Charlotte Danielson, creator of The Framework for Teaching, has had a lot to say about teacher evaluation over the years, and Connecticut teachers are hardly unfamiliar with her work. She’s now speaking out in a big way on the current state of teaching and teacher evaluation.
In a piece published yesterday in Education Week, Danielson writes, “I’m deeply troubled by the transformation of teaching from a complex profession requiring nuanced judgment to the performance of certain behaviors that can be ticked off on a checklist. In fact, I (and many others in the academic and policy communities) believe it’s time for a major rethinking of how we structure teacher evaluation to ensure that teachers, as professionals, can benefit from numerous opportunities to continually refine their craft.”
Danielson argues for a shift in focus from punitive ratings to professional learning. And not just out-of-the-box professional development, but professional learning from colleagues (rather than “experts”) that requires active intellectual engagement and encourages risk-taking.

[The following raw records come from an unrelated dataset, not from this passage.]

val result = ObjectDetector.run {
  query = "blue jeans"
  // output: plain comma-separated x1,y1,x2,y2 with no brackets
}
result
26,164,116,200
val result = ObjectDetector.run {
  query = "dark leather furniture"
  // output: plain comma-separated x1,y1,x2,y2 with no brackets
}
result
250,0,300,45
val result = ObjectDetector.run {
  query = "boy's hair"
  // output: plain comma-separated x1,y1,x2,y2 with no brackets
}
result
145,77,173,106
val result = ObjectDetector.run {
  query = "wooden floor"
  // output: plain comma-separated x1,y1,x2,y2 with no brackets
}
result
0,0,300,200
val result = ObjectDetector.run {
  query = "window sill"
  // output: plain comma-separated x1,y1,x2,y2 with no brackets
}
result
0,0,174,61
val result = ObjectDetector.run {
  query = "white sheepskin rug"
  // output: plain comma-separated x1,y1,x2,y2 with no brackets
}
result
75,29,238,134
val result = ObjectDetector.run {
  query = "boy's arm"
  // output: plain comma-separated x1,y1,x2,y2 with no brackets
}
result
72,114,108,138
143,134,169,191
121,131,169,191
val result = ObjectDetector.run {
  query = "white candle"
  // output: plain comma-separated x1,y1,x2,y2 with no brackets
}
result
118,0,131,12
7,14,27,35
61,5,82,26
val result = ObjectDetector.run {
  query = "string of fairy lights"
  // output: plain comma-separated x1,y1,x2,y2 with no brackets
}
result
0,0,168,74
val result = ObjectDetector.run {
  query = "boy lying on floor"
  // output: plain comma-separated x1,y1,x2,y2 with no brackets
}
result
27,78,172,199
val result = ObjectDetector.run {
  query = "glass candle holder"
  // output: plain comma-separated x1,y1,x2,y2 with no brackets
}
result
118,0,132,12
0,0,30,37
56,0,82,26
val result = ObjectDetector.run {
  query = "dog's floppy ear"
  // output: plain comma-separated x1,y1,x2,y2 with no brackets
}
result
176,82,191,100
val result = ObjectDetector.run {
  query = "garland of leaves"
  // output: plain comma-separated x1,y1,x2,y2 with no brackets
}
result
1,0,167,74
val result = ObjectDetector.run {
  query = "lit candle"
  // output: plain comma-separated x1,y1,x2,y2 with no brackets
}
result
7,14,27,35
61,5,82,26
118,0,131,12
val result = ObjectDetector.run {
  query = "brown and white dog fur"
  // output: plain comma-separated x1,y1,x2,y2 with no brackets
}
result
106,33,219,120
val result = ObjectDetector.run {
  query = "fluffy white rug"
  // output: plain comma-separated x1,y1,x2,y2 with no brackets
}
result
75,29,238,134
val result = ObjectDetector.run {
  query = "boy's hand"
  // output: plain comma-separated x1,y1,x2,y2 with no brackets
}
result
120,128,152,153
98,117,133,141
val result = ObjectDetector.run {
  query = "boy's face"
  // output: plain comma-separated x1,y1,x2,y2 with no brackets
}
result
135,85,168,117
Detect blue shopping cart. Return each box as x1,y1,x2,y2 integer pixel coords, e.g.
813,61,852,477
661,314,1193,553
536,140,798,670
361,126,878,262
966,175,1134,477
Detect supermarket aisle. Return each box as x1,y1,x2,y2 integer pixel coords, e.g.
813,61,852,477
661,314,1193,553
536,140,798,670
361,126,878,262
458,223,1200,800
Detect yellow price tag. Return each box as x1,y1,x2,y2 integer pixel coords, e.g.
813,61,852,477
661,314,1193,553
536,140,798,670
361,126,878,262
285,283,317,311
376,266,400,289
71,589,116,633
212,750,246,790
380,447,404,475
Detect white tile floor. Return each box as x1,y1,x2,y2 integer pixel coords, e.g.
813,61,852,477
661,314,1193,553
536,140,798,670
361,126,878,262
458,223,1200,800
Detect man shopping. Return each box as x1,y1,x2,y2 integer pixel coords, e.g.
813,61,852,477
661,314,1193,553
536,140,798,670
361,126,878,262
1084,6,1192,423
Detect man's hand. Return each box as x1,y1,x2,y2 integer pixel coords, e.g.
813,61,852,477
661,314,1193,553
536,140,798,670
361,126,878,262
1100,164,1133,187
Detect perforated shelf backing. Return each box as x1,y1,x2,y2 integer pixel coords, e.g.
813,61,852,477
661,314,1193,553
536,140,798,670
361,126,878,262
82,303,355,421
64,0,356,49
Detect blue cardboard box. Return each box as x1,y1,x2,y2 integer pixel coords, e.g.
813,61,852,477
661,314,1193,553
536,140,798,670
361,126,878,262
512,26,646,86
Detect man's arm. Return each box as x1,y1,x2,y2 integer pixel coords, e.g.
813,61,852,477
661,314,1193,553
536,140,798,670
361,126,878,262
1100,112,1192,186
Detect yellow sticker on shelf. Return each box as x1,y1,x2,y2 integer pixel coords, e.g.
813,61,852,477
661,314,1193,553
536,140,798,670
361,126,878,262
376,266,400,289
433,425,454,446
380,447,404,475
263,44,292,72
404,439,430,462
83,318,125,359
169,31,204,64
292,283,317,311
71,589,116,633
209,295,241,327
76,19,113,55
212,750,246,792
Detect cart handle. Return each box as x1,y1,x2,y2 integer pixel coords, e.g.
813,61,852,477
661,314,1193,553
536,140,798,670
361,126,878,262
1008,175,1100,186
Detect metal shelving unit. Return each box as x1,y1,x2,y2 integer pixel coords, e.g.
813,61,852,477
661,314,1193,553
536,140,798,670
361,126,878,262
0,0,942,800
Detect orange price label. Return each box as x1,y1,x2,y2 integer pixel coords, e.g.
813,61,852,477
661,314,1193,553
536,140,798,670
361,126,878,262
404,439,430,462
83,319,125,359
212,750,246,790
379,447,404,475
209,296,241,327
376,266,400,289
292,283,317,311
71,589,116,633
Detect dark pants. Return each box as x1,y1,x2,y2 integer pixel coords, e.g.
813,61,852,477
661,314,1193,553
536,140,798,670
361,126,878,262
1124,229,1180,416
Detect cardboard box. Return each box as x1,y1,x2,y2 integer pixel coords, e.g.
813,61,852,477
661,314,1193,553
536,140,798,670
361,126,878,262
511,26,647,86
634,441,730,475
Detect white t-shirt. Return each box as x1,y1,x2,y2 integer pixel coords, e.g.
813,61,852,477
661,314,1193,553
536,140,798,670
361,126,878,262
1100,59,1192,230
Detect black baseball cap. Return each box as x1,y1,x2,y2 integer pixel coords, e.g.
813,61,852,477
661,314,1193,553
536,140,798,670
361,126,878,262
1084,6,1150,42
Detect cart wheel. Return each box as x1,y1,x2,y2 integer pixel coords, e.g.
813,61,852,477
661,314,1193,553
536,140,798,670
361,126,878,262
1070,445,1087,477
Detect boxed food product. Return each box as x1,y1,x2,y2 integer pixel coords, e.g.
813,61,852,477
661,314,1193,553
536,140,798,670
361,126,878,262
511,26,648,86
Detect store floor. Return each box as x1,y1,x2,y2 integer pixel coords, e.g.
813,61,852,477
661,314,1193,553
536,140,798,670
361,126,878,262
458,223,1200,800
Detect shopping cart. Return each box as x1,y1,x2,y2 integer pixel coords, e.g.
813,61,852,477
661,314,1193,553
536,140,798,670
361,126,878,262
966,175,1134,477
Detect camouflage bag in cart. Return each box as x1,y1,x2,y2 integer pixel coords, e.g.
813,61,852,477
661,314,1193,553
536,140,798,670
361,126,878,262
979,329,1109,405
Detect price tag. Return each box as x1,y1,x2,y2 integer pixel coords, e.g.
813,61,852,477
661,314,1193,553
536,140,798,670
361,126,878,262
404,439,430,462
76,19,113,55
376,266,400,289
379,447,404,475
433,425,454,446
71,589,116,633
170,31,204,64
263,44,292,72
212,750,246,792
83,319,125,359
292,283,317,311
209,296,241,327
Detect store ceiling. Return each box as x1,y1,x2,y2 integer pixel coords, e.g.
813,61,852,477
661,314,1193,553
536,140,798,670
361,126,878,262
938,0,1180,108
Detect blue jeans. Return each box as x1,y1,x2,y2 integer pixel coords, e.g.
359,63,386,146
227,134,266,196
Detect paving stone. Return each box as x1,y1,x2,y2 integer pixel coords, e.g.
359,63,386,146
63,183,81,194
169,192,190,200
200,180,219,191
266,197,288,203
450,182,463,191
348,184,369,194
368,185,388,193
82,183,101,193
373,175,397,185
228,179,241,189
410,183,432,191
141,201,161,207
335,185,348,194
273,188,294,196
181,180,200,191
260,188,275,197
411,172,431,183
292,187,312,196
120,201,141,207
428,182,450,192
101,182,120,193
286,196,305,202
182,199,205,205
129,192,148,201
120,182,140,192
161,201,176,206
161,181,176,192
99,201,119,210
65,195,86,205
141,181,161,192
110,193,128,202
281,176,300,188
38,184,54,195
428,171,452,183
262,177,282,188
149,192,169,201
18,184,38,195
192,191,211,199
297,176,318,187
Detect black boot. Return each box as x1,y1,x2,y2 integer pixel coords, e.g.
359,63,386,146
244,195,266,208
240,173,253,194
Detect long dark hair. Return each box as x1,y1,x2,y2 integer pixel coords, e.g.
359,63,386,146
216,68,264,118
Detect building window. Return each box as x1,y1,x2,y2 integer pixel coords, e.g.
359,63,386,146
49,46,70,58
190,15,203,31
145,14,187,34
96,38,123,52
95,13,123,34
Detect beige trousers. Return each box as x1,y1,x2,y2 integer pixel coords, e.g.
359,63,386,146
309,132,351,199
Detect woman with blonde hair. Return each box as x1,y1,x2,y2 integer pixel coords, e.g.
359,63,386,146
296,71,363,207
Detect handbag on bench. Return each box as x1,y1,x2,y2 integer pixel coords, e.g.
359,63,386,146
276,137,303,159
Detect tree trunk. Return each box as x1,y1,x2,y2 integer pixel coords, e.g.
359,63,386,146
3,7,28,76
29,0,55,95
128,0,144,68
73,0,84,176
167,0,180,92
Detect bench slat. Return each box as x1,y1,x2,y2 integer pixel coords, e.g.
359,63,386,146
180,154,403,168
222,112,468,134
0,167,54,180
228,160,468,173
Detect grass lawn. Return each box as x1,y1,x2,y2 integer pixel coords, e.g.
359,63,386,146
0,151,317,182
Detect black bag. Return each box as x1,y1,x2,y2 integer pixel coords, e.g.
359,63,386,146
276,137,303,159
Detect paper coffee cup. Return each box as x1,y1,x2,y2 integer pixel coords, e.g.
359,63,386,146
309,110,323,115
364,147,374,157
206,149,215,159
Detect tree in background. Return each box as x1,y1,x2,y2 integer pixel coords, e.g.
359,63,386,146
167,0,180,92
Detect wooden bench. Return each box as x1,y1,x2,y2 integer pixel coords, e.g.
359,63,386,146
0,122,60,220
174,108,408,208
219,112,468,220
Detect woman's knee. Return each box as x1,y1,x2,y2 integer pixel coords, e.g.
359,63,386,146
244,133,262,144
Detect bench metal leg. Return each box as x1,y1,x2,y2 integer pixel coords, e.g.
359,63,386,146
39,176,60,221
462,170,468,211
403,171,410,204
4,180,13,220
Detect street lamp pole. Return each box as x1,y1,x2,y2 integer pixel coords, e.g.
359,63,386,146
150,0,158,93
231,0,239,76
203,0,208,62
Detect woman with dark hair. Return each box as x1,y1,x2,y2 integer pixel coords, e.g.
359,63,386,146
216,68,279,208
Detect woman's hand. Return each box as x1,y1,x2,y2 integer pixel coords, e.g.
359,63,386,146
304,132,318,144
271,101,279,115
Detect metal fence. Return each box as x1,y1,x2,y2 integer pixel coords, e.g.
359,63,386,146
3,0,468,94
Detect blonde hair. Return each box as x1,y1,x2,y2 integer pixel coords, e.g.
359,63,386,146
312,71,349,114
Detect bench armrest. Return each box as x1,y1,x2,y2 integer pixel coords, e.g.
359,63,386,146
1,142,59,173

Here in Connecticut, SB 380 is giving us an opportunity to begin this rethinking of teacher evaluation by ending the link between teacher evaluations and student SBAC scores. Policies that link state standardized test scores to teacher evaluations are misguided as these tests were not designed to evaluate teachers, and they are not an accurate means of showing a teacher’s true impact on student growth.
Though Danielson may not be familiar with the specifics of SB 380, regarding teacher evaluation practices nationwide, she writes, “These policies have been implemented despite the objections from many in the measurement community regarding the limitations of available tests and the challenge of accurately attributing student learning to individual teachers.”